# What do pictures look like on a Kindle Paperwhite?



## Brian G Turner

I've not used a Kindle Paperwhite yet, but was curious about how images display on it? Are they black and white and pixelated like a normal Kindle, or do they appear in colour? Just curious as to what the picture quality like.


----------



## Luiglin

I've got a Paperwhite and it's only black and white. The images seem fine and a map in one of the books came over crisp and clean.

[GALLERY=media, 2278]Paperwhite Example 2 by Luiglin posted Dec 27, 2017 at 3:47 PM[/GALLERY]

[GALLERY=media, 2277]Paperwhite Example 1 by Luiglin posted Dec 27, 2017 at 3:46 PM[/GALLERY]

[GALLERY=media, 2279]Paperwhite Example 3 by Luiglin posted Dec 27, 2017 at 3:51 PM[/GALLERY]


----------



## Pyan

The main problem with maps, diagrams and most illustrations is that it reproduces them as if the Kindle screen was the full-size page. Luiglin's map from "The Hidden Face" is relatively simple and readable, but try to read the maps in (eg) "At the Sign of Triumph", showing all of David Weber's planet of Safehold, and it's only possible to make out major countries. And no, the text size adjuster doesn't have any effect on illustrations...


----------



## Overread

Far as I know eink is still trapped in black and white, at least for commercial units. Colour would be a huge advance for e-readers. 

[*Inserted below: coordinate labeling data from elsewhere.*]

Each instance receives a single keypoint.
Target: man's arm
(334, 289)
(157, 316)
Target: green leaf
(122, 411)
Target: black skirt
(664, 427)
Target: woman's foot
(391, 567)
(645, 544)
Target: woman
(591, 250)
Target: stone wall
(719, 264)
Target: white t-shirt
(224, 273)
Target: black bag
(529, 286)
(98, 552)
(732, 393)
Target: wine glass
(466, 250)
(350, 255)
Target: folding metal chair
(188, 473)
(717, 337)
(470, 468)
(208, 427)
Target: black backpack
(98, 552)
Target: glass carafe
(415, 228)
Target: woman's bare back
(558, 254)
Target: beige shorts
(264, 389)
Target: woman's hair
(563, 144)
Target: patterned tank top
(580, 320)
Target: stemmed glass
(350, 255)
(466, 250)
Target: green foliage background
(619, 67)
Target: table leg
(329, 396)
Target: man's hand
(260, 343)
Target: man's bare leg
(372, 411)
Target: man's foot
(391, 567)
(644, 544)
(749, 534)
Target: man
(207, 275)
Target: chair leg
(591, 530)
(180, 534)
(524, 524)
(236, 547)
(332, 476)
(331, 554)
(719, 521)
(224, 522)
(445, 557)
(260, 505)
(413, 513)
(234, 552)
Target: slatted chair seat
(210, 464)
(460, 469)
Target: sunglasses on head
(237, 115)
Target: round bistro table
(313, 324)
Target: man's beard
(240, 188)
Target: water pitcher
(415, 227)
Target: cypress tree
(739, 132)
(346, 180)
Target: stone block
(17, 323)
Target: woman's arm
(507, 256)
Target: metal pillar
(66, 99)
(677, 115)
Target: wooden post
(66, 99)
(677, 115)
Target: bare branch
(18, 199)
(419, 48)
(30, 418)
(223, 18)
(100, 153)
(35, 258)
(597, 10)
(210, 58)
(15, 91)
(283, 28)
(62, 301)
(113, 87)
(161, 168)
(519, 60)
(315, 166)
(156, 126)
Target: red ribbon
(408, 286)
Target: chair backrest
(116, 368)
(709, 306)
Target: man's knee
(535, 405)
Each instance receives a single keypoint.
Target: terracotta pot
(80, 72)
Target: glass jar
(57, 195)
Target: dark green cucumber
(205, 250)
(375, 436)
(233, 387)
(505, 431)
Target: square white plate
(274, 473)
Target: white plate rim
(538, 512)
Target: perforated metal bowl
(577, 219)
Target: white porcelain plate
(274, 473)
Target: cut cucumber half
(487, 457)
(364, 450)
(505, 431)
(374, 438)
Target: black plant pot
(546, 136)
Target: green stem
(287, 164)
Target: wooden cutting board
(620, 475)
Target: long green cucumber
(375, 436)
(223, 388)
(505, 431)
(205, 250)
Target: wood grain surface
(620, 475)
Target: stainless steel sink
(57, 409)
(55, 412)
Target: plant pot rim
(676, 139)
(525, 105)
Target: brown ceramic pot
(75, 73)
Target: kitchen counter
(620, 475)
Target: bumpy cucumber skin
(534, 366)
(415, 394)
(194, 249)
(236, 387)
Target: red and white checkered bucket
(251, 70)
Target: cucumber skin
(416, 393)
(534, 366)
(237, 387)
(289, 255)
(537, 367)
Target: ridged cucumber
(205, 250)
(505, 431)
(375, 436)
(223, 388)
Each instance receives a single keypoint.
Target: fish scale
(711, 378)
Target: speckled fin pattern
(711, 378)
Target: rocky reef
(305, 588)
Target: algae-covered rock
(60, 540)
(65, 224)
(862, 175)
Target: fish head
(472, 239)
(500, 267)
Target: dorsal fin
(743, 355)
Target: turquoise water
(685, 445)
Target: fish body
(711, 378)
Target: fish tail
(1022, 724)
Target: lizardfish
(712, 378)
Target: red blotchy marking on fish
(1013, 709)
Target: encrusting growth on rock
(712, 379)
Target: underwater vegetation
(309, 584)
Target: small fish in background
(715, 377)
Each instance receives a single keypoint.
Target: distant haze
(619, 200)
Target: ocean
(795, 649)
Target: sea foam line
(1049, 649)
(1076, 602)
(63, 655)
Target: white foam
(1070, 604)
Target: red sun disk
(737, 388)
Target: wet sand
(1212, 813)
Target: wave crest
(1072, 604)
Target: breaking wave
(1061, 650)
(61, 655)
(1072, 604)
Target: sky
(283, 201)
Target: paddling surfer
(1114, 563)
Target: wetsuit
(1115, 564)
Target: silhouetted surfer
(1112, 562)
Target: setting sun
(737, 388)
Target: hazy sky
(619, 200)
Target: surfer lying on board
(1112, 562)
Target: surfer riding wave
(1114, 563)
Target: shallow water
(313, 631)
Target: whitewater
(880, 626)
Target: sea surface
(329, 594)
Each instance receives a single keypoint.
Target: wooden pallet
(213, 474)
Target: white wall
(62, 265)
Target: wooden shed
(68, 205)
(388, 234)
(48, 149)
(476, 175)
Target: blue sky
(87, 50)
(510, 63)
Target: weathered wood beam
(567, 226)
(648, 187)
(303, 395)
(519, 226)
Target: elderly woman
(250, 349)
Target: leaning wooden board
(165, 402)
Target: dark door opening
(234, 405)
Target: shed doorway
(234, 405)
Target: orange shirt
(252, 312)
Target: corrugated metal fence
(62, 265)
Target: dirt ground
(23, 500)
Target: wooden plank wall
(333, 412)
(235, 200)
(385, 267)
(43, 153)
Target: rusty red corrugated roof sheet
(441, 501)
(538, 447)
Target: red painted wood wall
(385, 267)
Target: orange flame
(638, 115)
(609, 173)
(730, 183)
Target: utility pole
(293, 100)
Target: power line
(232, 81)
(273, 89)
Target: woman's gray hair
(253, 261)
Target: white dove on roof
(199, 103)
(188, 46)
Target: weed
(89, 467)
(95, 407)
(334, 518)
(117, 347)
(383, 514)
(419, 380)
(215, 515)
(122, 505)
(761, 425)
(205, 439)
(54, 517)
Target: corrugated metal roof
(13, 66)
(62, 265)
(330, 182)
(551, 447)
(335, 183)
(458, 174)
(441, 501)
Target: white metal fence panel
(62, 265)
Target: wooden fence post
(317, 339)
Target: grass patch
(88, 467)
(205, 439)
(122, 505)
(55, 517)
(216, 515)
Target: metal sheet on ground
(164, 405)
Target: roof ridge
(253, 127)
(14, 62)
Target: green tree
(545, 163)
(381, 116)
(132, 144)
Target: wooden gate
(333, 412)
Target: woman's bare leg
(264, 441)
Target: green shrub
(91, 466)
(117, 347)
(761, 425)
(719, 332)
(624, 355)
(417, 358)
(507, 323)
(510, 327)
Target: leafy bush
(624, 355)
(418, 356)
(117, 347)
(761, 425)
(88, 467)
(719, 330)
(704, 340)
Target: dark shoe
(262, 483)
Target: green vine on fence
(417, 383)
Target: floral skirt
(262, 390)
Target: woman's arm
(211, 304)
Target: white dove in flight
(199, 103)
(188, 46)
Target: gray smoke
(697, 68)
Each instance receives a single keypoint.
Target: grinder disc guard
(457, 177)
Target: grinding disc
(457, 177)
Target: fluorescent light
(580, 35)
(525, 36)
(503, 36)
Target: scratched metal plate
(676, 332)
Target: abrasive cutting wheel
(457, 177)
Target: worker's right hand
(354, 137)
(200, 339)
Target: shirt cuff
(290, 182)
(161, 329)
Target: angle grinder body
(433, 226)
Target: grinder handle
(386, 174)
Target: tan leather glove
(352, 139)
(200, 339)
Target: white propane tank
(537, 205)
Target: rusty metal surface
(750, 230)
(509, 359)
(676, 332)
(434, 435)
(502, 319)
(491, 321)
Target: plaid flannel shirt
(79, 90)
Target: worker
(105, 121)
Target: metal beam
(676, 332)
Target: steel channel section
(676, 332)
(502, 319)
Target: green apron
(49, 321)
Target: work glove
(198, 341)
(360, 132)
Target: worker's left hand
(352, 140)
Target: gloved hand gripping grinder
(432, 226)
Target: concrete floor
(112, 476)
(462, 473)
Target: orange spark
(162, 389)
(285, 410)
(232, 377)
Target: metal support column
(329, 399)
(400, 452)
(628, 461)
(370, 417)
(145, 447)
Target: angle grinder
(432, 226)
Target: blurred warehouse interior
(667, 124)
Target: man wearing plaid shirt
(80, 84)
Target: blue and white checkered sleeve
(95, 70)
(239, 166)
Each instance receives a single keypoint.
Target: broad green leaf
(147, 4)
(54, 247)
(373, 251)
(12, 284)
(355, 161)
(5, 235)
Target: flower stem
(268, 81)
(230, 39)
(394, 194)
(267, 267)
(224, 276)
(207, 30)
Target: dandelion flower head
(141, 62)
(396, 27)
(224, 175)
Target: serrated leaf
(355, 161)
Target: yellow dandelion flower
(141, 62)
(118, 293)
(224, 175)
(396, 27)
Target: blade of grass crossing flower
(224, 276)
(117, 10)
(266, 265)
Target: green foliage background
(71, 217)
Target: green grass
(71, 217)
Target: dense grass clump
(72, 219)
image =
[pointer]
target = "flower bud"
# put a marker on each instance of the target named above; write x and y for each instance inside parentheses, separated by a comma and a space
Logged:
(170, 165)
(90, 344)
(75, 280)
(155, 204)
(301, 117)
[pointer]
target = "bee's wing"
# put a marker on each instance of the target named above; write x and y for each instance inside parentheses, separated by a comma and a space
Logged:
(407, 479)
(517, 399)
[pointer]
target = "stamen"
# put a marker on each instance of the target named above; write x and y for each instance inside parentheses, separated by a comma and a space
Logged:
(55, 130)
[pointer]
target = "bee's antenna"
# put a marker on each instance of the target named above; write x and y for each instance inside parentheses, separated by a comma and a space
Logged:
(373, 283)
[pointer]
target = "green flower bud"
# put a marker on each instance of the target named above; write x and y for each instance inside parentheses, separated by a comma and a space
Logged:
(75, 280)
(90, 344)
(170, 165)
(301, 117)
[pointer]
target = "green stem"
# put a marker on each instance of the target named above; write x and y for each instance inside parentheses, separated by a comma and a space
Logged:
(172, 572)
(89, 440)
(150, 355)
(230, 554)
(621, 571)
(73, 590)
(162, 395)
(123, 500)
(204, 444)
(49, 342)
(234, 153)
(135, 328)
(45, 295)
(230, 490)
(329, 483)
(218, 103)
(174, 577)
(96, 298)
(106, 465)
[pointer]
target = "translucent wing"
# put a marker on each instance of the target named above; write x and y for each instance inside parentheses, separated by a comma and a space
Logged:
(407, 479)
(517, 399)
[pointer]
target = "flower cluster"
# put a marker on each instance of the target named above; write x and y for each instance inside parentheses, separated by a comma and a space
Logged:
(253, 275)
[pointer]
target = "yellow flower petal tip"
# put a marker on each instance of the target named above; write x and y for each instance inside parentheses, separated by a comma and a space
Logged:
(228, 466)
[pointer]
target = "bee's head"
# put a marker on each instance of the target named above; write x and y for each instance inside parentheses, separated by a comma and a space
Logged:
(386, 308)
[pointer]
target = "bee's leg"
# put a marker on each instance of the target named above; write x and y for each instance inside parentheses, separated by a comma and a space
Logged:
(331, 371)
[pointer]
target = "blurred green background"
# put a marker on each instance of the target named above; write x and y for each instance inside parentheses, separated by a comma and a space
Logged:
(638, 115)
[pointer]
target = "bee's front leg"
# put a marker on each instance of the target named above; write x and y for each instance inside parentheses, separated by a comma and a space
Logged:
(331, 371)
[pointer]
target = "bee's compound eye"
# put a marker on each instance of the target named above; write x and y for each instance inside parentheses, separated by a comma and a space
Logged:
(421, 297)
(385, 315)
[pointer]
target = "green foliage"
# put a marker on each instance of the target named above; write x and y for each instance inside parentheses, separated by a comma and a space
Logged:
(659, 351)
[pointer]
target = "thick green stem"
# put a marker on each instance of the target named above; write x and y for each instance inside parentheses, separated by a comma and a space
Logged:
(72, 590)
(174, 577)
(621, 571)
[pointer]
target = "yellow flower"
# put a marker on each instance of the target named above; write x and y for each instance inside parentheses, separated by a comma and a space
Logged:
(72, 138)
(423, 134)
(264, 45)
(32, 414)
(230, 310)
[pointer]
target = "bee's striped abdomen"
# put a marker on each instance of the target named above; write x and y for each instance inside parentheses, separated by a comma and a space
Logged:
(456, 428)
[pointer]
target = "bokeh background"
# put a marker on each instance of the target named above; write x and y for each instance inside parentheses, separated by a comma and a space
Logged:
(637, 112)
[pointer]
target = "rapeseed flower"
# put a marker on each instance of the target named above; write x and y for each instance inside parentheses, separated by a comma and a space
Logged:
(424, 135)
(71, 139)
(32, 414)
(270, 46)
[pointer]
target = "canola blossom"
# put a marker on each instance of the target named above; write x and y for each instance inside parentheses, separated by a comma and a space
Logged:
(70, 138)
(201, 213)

Personally I find that maps or diagrams are a pain on kindles as you can't as easily zoom and pan as you can on a tablet (esp with the slow response times of kindles). That said black and white filling the screen they do decently well with a well scanned image like a front cover. Thing is many are poorly scanned; plus Amazon hasn't yet got the idea of showing book covers (last book read) as the default screensaver display (and instead force us to that handful of random images)


----------



## Vertigo

pyan said:


> The main problem with maps, diagrams and most illustrations is that it reproduces them as if the Kindle screen was the full-size page. Luiglin's map from "The Hidden Face" is relatively simple and readable, but try to read the maps in (eg) "At the Sign of Triumph", showing all of David Weber's planet of Safehold, and it's only possible to make out major countries. And no, the text size adjuster doesn't have any effect on illustrations...


I have exactly the same problem. The map image sizes have been created to fit the screen size. It would make far more sense if they were created much larger than the screen and then dynamically resized to suit the current level of zoom. Then you would still have high (or at least higher) resolution whenever you zoom. Sadly the only effective way to work with maps (and other illustrations) is to download higher resolution version from the web (if they exist) and then print them out.

Far from ideal this, in my opinion, is still the biggest problem with eInk readers.


----------